The new restrictions would require a special license to sell software outside of the United States if it can “automatically scan aerial images to identify objects of interest, such as vehicles or houses.” This portion of the tech industry uses “algorithms to analyze satellite images of crops, trade patterns and other changes affecting the economy or environment.” The new rule will impact the use of artificial intelligence to detect and identify objects from planes, drones, and satellites, both for government or civilian purposes. The restriction applies to all countries except Canada, however, a goal of the restriction is to prevent China from obtaining this technology for its AI surveillance.
This is a temporary restriction until the public weighs in before March. Due to imminent national security concerns, the Commerce Department wanted the restriction effective immediately. The export restriction is a result of a 2018 law which “updated national security-related export controls to protect ‘emerging and foundational’ technology that could end up in the hands of foreign governments.” The law “tasked [the Commerce Department] with writing rules to boost oversight of exports of sensitive technology to adversaries like China, for economic and security reasons.” Another aspect of the law prohibited the US government from purchasing equipment from Huawei.
The new rule came a few months after the US government prohibited American companies from trading with Chinese AI surveillance companies and camera manufacturers.

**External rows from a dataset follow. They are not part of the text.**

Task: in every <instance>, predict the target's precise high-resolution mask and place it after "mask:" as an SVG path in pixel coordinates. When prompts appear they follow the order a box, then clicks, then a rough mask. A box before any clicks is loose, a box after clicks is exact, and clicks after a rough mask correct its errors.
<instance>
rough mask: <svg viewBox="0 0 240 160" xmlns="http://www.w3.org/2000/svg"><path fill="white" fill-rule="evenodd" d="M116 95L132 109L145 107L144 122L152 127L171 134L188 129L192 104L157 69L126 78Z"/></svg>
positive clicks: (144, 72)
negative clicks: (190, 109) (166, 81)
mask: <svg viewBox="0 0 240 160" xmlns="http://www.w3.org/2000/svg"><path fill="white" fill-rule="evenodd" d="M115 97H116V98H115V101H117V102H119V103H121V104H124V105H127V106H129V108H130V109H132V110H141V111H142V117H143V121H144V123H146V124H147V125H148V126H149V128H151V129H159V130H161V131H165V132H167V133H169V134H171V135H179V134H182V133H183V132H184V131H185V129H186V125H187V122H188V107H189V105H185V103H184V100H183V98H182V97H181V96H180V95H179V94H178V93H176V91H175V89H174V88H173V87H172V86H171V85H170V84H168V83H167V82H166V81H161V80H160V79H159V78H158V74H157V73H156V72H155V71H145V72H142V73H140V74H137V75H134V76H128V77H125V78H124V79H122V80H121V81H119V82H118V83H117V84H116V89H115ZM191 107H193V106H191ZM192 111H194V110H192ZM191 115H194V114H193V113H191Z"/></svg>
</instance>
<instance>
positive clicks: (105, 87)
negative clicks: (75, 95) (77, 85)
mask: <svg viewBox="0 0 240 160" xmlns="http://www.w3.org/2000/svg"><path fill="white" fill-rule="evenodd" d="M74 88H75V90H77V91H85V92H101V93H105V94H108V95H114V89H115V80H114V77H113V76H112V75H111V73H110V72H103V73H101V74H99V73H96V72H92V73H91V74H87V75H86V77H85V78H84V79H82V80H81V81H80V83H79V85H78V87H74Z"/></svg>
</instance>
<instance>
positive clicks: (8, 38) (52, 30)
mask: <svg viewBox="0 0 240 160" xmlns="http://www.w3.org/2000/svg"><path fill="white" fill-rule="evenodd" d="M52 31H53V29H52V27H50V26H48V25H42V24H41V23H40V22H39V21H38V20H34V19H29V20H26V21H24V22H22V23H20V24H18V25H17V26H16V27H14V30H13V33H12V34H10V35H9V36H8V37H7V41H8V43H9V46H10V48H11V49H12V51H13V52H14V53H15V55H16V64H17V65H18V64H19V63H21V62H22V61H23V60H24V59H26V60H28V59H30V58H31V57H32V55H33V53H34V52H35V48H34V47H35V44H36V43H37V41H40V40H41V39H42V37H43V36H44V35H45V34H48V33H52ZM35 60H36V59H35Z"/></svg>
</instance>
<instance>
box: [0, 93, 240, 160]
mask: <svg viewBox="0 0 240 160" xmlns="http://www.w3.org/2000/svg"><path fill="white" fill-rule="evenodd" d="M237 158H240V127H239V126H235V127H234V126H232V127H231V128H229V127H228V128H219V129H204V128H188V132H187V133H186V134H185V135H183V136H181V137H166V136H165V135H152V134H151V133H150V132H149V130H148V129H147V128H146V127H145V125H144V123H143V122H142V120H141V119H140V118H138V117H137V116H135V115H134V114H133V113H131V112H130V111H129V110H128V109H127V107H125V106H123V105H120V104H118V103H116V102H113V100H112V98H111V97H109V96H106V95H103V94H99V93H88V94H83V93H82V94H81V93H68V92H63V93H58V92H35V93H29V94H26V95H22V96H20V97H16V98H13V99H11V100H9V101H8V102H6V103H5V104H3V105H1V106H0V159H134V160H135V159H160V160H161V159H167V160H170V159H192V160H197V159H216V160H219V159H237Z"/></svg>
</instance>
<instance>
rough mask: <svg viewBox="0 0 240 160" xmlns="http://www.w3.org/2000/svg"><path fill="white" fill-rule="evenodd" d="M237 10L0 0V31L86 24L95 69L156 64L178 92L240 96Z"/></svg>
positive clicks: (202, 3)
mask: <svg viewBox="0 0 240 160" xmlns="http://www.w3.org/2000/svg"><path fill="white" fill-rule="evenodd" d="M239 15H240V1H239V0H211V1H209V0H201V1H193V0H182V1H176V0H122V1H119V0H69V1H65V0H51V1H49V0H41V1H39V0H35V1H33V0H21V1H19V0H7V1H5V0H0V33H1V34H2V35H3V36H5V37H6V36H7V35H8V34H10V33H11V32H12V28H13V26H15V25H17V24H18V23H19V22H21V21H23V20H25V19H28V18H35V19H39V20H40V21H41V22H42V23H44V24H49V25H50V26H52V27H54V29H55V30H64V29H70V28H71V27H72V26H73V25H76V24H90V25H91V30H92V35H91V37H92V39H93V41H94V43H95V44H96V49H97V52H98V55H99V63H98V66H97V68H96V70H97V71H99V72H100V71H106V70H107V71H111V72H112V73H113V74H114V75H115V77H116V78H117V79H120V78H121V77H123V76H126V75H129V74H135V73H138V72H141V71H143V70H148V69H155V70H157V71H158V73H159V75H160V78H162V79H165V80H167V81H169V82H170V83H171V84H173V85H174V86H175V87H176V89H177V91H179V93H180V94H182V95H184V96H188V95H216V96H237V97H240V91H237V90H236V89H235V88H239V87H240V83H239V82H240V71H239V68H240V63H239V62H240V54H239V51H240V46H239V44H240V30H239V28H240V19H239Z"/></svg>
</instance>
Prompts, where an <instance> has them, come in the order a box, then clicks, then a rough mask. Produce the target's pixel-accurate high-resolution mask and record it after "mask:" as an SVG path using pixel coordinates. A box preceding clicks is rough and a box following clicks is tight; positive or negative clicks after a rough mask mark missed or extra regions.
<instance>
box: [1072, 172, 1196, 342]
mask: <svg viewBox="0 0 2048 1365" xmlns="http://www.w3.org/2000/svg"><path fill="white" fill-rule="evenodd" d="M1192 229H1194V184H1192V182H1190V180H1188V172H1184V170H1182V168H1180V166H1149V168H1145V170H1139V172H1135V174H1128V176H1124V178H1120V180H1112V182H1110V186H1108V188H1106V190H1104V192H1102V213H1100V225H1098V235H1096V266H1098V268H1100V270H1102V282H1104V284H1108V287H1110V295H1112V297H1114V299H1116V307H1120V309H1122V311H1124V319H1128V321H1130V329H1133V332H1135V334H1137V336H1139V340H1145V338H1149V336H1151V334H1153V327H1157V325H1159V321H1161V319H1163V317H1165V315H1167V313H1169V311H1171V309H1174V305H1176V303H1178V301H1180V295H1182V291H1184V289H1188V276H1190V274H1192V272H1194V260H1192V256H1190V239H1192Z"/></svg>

The previous barring was to prevent US companies from supplying this technology for surveying the Uighur population over human rights concerns.
China spends a significant amount of money on surveillance technology and AI, which has led to major growth in the industry in China. China does not have the same restrictions and regulations as other countries, which is a major complaint and concern for the US government. However, “America’s global technology players inadvertently feed into that industry with the complex sets of relationships between U.S. commercial players and China has prompted serious concerns from U.S. lawmakers.” This has left US lawmakers uneasy and pushing to regulate China and American companies in relation to China.